You don't need a lot of time to make a pasta dish that looks — and tastes — fancy.

"I'm a big fan of pasta carbonara," Andrew Zimmerman, the executive chef of Sepia in Chicago, told Insider. "It's a very easy, satisfying, and rich pasta dish that you can make with ingredients that are very available."

All you really need for pasta carbonara are eggs, pancetta, black pepper, and cheese. 

While traditional carbonara recipes call for pecorino Romano, Zimmerman said he's also a fan of using Parmigiano-Reggiano. 

"And if you want to substitute the pancetta with bacon, that's cool too," he added. 

Zimmerman also loves making spaghetti aglio e olio, which you can whip up in just 15 minutes. 

The classic Italian dish includes spaghetti, red pepper flakes, parsley, and garlic cloves. But Zimmerman also loves to add Calabrian chilis to his recipe. 

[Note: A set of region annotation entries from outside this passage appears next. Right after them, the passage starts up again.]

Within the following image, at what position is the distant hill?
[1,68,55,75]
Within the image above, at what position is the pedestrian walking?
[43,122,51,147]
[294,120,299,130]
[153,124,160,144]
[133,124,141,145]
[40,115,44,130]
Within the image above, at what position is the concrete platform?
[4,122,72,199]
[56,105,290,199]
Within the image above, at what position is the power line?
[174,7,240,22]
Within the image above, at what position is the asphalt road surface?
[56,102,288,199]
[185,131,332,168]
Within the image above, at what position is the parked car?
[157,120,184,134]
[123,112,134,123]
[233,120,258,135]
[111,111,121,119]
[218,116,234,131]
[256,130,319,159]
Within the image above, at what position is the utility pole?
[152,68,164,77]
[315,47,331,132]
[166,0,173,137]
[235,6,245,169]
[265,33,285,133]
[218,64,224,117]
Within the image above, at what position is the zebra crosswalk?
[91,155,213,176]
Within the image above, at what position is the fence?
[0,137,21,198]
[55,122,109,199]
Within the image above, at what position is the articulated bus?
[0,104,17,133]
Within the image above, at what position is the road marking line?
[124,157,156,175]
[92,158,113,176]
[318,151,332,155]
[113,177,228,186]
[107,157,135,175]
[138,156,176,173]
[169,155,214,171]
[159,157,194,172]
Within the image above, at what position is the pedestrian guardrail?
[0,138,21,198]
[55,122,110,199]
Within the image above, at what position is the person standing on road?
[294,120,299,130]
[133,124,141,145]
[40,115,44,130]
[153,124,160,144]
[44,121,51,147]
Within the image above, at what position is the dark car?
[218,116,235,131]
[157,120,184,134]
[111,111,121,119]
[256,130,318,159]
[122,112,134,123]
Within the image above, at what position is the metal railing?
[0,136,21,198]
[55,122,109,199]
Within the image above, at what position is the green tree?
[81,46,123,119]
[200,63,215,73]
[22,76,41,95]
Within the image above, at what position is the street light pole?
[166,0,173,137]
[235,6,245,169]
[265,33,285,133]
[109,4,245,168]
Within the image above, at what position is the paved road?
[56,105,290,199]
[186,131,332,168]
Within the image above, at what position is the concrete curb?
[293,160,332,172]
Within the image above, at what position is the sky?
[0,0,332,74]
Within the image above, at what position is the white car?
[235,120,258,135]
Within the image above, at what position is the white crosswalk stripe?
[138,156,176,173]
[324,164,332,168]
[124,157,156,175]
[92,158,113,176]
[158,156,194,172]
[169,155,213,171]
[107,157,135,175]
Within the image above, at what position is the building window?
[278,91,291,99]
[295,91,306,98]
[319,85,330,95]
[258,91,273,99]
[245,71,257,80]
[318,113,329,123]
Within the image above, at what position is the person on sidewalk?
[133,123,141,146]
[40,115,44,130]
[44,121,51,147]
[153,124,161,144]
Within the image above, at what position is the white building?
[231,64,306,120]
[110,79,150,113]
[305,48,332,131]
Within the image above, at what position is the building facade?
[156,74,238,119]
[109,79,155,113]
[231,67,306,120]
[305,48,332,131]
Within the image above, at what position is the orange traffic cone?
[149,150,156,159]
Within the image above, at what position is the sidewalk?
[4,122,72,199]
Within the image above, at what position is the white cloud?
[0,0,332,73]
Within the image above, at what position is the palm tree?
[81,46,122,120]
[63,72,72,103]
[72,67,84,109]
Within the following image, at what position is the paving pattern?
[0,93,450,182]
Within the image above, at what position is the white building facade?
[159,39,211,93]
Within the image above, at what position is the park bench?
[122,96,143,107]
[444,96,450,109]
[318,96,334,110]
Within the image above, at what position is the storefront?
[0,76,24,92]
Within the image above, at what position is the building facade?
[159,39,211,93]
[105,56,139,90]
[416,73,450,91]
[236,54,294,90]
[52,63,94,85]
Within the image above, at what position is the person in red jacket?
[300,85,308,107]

"I keep pickled Calabrian chilis in my fridge all the time because they're delicious," he said. "And they give the pasta a little more oomph and character."

Or impress your family with homemade pasta that will taste fresh, but barely require any prep.

Brad Carter, of Carters of Moseley in Birmingham, England, told Insider that pici pasta is one of his favorite things to make for the staff dinners at his restaurant. 

"It's amazing, it's just flour, water, oil, and salt, it's really quick to make," he said. "You can have dinner within 40 minutes. The only thing you're waiting for is the resting time on the dough."

And you don't need an expensive pasta machine to shape your noodles. 

"You cut the dough with a knife and roll it with your fingers, almost like misshapen, wiggly worms," Carter said. "Then you're basically blanching your noodles in water or cooking them in a sauce. 

"It's simplicity and authenticity," he added. "You can make the dough from scratch and it shows that you don't have to buy dried pasta all the time. You can make something yourself very easily, and feel that satisfaction."

You can transform that extra kale in the fridge into a delicious salad with just a few simple ingredients.

Kim told Insider that this dish tastes just like a Caesar salad, but can be made vegan-friendly. 

"You make a dressing with black pepper, mayonnaise, lemon juice, a little minced garlic, and dried yeast," she said. "Dried yeast has this cheesy flavor and tastes like Parmesan, but there's no dairy — and you can get it at Whole Foods." 

"It's super easy to whip up, and usually you have those products on hand," she added. "You just mix it all with the fresh kale, and it's just really delicious."